1 Million Point float FFT @ 32 Gsps on AI Engine - 2024.1 English

Vitis Tutorials: AI Engine

Document ID
XD100
Release Date
2024-06-19
Version
2024.1 English

Version: Vitis 2024.1

Table of Contents

  1. Introduction

  2. Matlab Models

  3. Design Overview

  4. Design Resources

  5. Build and Run Design

References

Support

License

Introduction

A 1D FFT may be implemented on the AI Engine array using a 2D FFT algorithm with higher efficiency overall. This alternative “divide & conquer” approach provides a better solution on the AI Engine array since it is less reliant on “butterfly routing” and we can break large $N$ point sizes into much smaller factors of size $\sqrt N$. This results in a significant reduction in AI Engine tile memory and overall usage of fewer compute tiles.

This approach is used in this tutorial to design a 1M-pt FFT for float data types that achieves an impressive throughput rate exceeding 32 Gsps. The design partitions all compute to the AI Engine array and uses URAM resources in programmable logic to implement the sample reordering needed for the “matrix transpose” operation outlined in detail below.

Matlab Models

A Matlab model matlab/aie_model_fft_fp_1mpt.m provides a simple algorithmic model of the 1M-pt transform, implementing it using a $1024\times 1024$ 2D architecture. The algorithm performs conceptually the following steps:

  • Write the 1M incoming samples into a $1024\times 1024$ matrix in column major order

  • Perform 1K-pt transforms along the matrix rows

  • Multiply the 2D matrix pointwise with another 2D matrix of equal size filled with “twiddle factors”.

  • Perform 1K-pt transforms along the matrix columns

  • Extract the 1M outgoing samples in row-major order

The Matlab models are used to validate the AI Engine design. The I/O testvectors may be generated into the folder <path-to-design>/aie_src/data using the following approach below. Note these I/O testvectors are not required to run the design on the VCK190 evaluation board. They are required only for the purpose of simulating the AI Engine portion of the design in isolation using either x86simulator or aiesimulator.

[shell]% cd <path-to-design>/aie_src
[shell]% make testvectors

Design Overview

The figure below shows block diagram of the 1M-pt transform. It may be described as follows:

  • The “front-end” compute consists of 32 identical instances of a FFT-1024 kernel followed by a twiddle rotation kernel. The FFT-1024 kernels use 5 AI Engine tiles, one for each radix-4 stage, given $1024=4\times 4\times 4\times 4\times 4$. Each tile employs two 64-bit PLIO streams @ 520 MHz. Given these streams carry cfloat data types requiring 64-bits per sample, it follows each PLIO stream may transfer 520 Msps; overall this provides a throughput of $32\times 2\times 520=33.28$ Gsps.
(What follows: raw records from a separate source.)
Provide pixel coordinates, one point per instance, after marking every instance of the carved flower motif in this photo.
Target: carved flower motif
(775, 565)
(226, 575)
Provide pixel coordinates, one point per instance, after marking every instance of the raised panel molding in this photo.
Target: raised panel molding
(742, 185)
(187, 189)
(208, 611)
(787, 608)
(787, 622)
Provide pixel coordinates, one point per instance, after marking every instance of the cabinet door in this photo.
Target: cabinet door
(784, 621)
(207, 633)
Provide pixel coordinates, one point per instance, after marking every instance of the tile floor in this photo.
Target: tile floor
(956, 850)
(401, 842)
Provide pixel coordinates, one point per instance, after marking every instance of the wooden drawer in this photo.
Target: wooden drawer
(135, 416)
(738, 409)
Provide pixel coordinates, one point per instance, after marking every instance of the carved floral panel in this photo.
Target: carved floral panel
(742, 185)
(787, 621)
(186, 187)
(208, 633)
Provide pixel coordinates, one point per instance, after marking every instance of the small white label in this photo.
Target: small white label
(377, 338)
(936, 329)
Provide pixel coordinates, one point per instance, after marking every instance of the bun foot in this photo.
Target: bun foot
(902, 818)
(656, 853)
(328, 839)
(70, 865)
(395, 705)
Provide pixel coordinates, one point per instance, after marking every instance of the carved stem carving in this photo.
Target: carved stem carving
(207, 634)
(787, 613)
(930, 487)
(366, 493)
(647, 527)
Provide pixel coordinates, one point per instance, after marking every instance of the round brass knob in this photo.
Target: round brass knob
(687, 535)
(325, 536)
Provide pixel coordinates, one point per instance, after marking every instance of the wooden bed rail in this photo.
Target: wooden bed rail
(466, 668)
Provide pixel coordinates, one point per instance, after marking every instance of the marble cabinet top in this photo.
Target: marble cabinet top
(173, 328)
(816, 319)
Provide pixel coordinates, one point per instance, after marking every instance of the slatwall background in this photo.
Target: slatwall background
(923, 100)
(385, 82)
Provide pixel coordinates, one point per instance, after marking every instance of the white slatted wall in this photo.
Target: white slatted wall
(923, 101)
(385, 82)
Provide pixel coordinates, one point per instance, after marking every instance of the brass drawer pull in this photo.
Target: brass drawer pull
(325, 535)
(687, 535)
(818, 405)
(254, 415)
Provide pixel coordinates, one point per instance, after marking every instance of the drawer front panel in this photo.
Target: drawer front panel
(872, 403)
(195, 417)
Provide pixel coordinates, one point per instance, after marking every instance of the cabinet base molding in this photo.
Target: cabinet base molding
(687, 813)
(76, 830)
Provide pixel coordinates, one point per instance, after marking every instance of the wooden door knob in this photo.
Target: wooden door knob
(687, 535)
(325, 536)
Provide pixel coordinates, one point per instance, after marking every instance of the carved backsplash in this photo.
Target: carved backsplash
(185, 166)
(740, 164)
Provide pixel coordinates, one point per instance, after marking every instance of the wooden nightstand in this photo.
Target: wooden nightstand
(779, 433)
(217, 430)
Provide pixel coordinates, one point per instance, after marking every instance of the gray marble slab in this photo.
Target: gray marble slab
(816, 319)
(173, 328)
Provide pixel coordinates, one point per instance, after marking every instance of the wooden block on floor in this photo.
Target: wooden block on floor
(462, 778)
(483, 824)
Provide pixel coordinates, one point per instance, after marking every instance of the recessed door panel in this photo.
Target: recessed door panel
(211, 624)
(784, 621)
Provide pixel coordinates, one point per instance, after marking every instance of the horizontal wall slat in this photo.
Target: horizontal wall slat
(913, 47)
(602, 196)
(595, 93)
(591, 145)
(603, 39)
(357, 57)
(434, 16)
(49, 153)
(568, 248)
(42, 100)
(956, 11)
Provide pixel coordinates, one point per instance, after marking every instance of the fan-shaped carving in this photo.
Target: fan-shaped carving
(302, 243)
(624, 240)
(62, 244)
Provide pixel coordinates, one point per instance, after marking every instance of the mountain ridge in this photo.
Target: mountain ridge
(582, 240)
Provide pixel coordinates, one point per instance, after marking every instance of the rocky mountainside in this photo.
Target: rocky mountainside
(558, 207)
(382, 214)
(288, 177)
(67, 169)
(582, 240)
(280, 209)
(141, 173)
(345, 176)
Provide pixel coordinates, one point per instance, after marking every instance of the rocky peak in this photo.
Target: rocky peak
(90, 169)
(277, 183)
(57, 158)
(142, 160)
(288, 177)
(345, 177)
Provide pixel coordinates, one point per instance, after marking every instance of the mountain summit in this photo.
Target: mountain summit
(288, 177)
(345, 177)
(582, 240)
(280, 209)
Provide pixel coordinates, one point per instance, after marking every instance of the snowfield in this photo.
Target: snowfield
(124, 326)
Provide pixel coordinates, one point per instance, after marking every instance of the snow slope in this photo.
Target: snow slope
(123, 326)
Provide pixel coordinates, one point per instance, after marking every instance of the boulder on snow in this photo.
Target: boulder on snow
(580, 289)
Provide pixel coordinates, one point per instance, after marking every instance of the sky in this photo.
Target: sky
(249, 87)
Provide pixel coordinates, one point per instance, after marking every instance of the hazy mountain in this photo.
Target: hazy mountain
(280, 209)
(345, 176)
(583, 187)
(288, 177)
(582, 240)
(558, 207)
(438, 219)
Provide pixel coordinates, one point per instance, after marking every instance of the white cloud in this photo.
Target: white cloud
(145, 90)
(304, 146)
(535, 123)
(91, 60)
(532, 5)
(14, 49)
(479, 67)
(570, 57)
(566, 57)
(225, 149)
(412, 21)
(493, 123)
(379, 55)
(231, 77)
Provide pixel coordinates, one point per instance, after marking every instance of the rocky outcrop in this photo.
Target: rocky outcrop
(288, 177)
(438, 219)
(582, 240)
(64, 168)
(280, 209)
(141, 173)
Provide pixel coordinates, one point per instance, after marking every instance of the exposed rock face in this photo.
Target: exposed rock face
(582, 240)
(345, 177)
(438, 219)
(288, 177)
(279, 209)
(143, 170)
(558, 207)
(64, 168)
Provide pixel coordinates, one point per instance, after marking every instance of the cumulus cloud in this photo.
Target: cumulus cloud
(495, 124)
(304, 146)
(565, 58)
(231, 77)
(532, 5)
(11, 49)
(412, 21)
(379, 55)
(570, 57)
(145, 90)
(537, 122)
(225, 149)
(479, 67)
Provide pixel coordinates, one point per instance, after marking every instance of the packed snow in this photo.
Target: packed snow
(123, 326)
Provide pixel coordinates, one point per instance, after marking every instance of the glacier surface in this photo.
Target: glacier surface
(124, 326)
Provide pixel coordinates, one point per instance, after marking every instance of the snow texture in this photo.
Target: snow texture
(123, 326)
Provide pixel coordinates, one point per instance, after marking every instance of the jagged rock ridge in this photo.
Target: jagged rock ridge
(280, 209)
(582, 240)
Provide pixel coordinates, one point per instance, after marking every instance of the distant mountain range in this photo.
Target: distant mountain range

  • The “transpose” block in the PL provides sample reordering that effects the “row-wise” vs “column-wise” processing outlined above – in effect performing a matrix transpose operation using URAM resources in the PL. Note a very large multi-ported memory resource is required with 64 I/O streams.

  • The “back-end” compute consists of 32 identical instances of an FFT-1024 kernel. Once again, these kernels use 5 AI Engine tiles each with two 64-bit PLIO streams @ 520 MHz.

  • The 1M-pt FFT design is driven with stimulus from a random source block in the PL. A sink block in the PL captures the FFT output samples and compares them to a regenerated copy of the input stimulus to validate the design functionality.

figure

AI Engine Graph View

The diagram below shows the graph view of the AI Engine array for this design. As noted above, the design contains 32 instances of 1024-pt “row” FFTs in the front-end and 32 instances of 1024-pt “column” FFTs in the back-end. Each 1024-pt transform is implemented using 5 tiles in each case. An extra tile implements “twiddle rotation” for each FFT instance in the front-end. Consequently, we can see in the diagram below there are 32 instances of a “6-tile subgraph” that implement the front-end transforms and twiddle rotations, along with 32 instances of a “5-tile subgraph” for the back-end compute processing.

figure

AI Engine Array View

The diagram below shows the floor plan view of the AI Engine array. The design requires resources from a $44\times 8$ rectangular region of the array. The three leftmost and rightmost array columns are left unused in this case.